This is the most up to date version of this file format produced by Borealis version 0.7, the current version.
For data files from previous Borealis software versions, see here.
The pyDARNio format class for this format is BorealisRawacf found in the borealis_formats.
The rawacf format is intended to hold beamformed, averaged, correlated data.
Both site files and array-restructured files exist for this file type. Both are described below.
Array restructured files are produced after the radar has finished writing a file and contain record data in multi-dimensional arrays so as to avoid repeated values, shorten the read time, and improve human readability. Fields that are unique to the record are written as arrays where the first dimension is equal to the number of records recorded. Other fields that are unique to the slice or experiment (and are therefore repeated for all records) are written only once.

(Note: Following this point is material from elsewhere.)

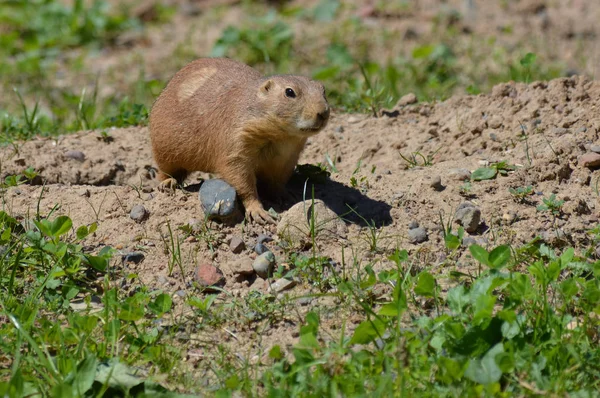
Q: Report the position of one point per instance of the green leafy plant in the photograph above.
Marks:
(494, 169)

The group names in these files are the field names themselves, greatly reducing the number of group names in the file when compared to site files and making the file much more human readable.
The naming convention of the rawacf array-structured files are: :
[YYYYmmDD].[HHMM].[SS].[station_id].[slice_id].rawacf.hdf5
For example: :
20191105.1400.02.sas.0.rawacf.hdf5
This is the file that began writing at 14:00:02 UT on November 5 2019 at the Saskatoon site, and it provides data for slice 0 of the experiment that ran at that time. It has been array restructured because it does not have a .site designation at the end of the filename.
These files are zlib compressed which is native to hdf5 and no decompression is necessary before reading using your hdf5 library.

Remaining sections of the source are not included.